Special constable Penny Lancaster has said she is “tremendously proud and honoured” to have been part of the police force working on Saturday for the King’s coronation.
The former model and TV presenter, 52, who is married to Sir Rod Stewart, began volunteering with City of London Police after appearing in Channel 4 show Famous And Fighting Crime, in which celebrities swapped their day jobs with those of emergency service professionals.
She later completed her training to become a special constable in April 2021.
Lancaster told ITV’s Good Morning Britain (GMB): “It was the most fabulous day and of course, tremendously proud and honoured to have been given that opportunity, along with the City of London Police, that I’m a special constable for.
“There were the regular officers and then the specials (on duty) and, of course, we volunteer our time to help with the duties of policing, and we were stationed on Whitehall, right opposite 10 Downing Street, just behind New Scotland Yard.”
In September last year Lancaster took to the streets of central London as part of the policing operation for the Queen’s funeral procession.
There were around 11,500 police on duty in London on Saturday, with Lancaster explaining her shift ran from 6am to around 4pm.
She told GMB: “We got to know the members of the public that were in front of us quite well. And there were people travelling from Miami and Scotland and Wales and all over.
“And it was just incredible to see the different generations there were, you know, grandparents with their little chairs out, and there were little toddlers on dads’ shoulders, and everyone (with) painted faces and waving flags.
“So we got to chat and engage with the public and, of course, our priority was to make sure that the ceremony and the passing of the carriages, the procession went smoothly without being interrupted.”

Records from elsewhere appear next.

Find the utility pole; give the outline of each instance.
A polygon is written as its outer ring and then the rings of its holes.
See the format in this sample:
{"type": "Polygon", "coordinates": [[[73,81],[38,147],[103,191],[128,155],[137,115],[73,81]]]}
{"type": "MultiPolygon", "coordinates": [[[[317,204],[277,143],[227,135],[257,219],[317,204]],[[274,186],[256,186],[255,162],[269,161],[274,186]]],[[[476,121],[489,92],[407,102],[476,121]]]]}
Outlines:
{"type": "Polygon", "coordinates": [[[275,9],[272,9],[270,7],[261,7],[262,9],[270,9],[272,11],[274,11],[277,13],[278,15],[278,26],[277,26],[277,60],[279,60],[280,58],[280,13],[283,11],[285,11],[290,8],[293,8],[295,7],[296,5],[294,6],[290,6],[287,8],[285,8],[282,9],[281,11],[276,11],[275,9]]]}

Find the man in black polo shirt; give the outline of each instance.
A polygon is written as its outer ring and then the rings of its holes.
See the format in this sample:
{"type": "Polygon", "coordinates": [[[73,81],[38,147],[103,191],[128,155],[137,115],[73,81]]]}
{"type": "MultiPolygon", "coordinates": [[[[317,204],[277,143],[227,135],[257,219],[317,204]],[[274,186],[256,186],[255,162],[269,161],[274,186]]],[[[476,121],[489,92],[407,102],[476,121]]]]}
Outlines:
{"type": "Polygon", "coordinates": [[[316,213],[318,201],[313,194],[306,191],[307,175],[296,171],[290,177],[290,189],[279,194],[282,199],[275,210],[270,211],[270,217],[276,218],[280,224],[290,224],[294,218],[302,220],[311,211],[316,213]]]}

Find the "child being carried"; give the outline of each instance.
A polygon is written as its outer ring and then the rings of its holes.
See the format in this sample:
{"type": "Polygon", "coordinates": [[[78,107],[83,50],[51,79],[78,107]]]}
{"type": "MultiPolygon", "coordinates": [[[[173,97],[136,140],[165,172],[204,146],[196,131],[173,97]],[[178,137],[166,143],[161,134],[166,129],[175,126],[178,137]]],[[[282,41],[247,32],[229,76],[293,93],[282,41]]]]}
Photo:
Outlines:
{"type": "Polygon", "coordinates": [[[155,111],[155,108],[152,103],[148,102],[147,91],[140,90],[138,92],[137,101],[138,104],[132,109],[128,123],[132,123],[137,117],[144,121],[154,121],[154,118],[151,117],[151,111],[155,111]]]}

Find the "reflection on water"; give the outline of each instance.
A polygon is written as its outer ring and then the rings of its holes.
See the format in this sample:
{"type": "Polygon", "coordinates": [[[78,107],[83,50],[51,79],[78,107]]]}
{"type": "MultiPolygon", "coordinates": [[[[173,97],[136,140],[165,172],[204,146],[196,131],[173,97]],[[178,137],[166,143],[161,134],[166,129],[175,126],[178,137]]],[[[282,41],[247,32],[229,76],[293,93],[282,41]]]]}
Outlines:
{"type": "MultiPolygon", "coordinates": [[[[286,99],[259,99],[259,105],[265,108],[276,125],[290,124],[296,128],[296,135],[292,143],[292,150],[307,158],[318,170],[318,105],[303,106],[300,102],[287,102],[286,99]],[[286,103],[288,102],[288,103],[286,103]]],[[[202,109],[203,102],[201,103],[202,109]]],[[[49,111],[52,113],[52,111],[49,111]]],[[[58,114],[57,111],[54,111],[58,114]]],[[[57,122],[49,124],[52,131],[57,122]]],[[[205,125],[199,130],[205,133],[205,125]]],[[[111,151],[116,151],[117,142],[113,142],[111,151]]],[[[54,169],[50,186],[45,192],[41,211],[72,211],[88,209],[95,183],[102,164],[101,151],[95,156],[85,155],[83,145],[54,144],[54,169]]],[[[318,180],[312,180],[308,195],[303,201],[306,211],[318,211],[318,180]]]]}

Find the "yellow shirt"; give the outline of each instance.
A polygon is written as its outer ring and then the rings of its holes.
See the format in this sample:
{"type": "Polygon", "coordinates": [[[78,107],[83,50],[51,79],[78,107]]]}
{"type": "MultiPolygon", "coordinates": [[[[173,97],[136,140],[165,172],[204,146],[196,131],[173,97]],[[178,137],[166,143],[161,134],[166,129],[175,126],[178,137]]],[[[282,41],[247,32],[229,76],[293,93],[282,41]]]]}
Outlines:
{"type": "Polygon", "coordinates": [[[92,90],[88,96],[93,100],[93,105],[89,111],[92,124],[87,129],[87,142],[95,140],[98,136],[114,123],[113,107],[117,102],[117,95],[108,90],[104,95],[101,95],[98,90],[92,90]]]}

Asked about the briefing she had been given for the day, she explained: “So all ran smoothly where we were based, we worked very closely with the Met, and they were in full PPE protection.
“So there were two barriers, so the crowd were behind two barriers with the Met officers within the crowd, and they had armed forces, it was well covered.
“Our main message to us was to be smart and look smart, and to be alert and just to inform our inspectors and those officers in the crowd if we saw anything suspicious but luckily it was a fantastic atmosphere…”.
Lancaster added that they had also been briefed about “some of the dangers that could occur”, including horses getting spooked and said that “if someone attempted to come over the barrier, I would have most certainly intervened”.
The Loose Women panellist said she was “really, really proud of our royal family and the connection that they have around the world”.